Joanna Ogunmuyiwa

Student Body President Finds Social-Justice Inspiration at Loyola

Joanna Ogunmuyiwa
Joanna Ogunmuyiwa, president of the Day Student Bar Association (DSBA)

Joanna Ogunmuyiwa was impressed with Loyola Law School when she first took a tour of the campus. Her student tour guide seemed to know everybody, and everybody seemed to know him.

“I loved that about Loyola,” she says. “Everyone was talking to him.”

Ogunmuyiwa followed her guide’s lead. Now in her third year at Loyola, she is president of the Day Student Bar Association (DSBA). Everybody knows her, and she knows everybody.

“Partly that’s because I’m nosy, but also because everybody’s so friendly.”

That includes professors, who willingly make time to speak to students after class and even outside office hours, she says. Ogunmuyiwa found that out early her first year when her Criminal Law professor gave her advice on how to write better case briefs. (Hint: Keep them brief.)
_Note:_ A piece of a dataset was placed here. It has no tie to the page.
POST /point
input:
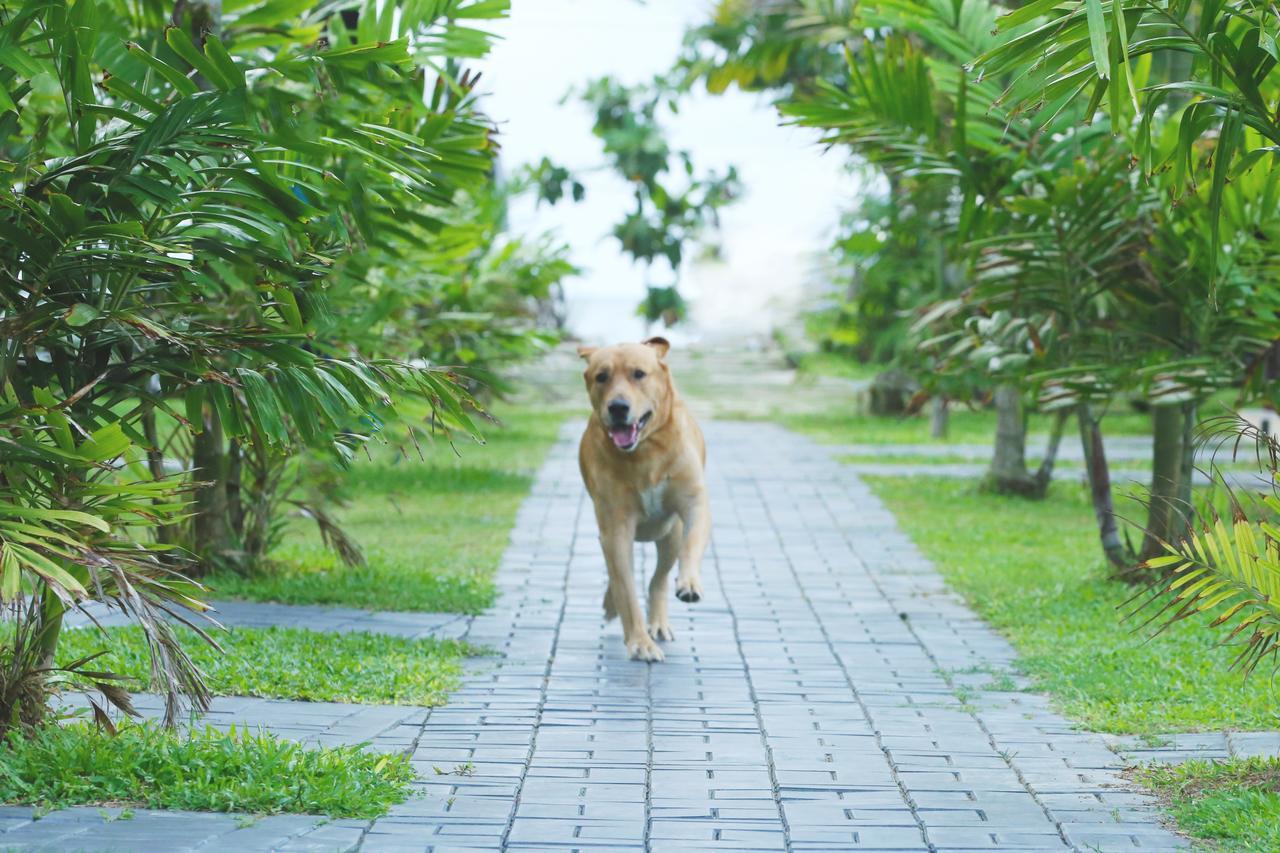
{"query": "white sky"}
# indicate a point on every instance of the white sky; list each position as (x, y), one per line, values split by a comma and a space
(772, 236)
One of her roles as DSBA president is serving as a liaison between the Dean’s Office and students with issues such as final exam conflicts. She always finds an open ear from Dean Michael Waterstone and other administrators. “If I or the board make a request, they never make me feel that I can’t solve it,” she says..

The Student Bar Association’s main task is overseeing the funding for the school’s nearly 50 student organizations, cultural groups and legal specialty bars and support them in hosting speakers and coordinating events. The association sponsors its own events and projects, too, including a schoolwide mentoring program, job fairs, the Barrister’s Ball and monthly social outings off campus.
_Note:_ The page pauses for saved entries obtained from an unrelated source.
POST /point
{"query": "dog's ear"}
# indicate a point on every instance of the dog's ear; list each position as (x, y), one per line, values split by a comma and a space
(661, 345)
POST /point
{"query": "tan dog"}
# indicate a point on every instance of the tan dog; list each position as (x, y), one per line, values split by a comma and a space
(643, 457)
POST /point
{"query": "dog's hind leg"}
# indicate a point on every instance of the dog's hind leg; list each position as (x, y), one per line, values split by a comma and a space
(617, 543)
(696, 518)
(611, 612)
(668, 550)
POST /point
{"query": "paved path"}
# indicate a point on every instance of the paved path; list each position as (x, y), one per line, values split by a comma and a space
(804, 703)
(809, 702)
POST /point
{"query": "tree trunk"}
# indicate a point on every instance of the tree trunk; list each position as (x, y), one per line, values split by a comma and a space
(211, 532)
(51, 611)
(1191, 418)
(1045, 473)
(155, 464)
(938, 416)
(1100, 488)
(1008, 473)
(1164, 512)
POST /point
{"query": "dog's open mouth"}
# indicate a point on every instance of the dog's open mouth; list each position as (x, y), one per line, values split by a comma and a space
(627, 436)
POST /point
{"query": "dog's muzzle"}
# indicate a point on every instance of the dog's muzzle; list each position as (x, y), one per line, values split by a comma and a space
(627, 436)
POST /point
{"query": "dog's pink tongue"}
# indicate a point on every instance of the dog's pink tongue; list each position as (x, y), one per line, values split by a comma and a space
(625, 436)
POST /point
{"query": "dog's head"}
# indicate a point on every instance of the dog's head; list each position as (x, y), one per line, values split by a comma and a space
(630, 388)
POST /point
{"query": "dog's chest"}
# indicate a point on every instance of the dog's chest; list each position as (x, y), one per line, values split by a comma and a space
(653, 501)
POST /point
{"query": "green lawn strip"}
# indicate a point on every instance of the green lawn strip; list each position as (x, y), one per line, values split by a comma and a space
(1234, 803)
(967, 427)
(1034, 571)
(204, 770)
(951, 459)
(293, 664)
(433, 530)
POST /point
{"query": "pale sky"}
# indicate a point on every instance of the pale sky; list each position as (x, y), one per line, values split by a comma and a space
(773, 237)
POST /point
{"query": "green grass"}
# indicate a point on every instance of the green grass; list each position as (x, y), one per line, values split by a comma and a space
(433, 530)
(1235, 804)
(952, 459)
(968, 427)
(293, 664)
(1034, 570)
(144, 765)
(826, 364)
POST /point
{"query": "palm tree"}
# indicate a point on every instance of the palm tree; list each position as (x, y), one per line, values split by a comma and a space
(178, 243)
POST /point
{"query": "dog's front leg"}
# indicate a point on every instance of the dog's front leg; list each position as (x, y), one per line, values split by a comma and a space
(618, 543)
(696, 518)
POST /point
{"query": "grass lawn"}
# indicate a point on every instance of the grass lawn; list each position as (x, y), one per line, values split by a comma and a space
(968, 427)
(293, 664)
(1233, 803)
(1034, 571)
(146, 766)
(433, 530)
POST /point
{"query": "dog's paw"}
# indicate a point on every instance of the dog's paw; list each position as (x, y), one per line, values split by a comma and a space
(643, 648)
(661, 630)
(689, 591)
Exuberant and outgoing, Ogunmuyiwa is a graduate of a small high school in Texas and earned a degree in acting from New York University’s Tisch School of the Arts. The daughter of Nigerian immigrants, she also worked for the U.N. High Commission for Refugees after college.

Ogunmuyiwa’s work with the U.N. and other social justice groups persuaded her to become a lawyer rather than an actor. “I went to law school because I saw the good that I could do with a law degree,” she shares.

At Loyola, Ogunmuyiwa is pursuing the Criminal Justice Concentration, which provides its students with a template of courses, advisor and experiential learning requirements to help them excel in practice. One of her favorite classes has been the Death Penalty Law Seminar taught by Professor Sean Kennedy, the former federal public defender for the Central District of California and current Kaplan & Feldman Executive Director of the Center for Juvenile Law & Policy.

Kennedy, is inspiring and “really connects” with students and his topic, says Ogunmuyiwa. “You go into the class wanting to do one thing, and you come out wanting to save the world.”

Toward that end, she has at various times volunteered off campus with an immigration rights organization, a domestic violence clinic and Christian Legal Aid of Los Angeles.

This semester, Ogunmuyiwa is participating in the Capital Habeas Litigation Clinic, in which she is embedded with the Federal Public Defender’s Capital Habeas Unit, helping clients challenge their death sentences. The clinic is one of many experiential programs that satisfy the Criminal Justice Concentration’s experiential requirement.

“I get involved in a lot of things, and at Loyola, I can do that.”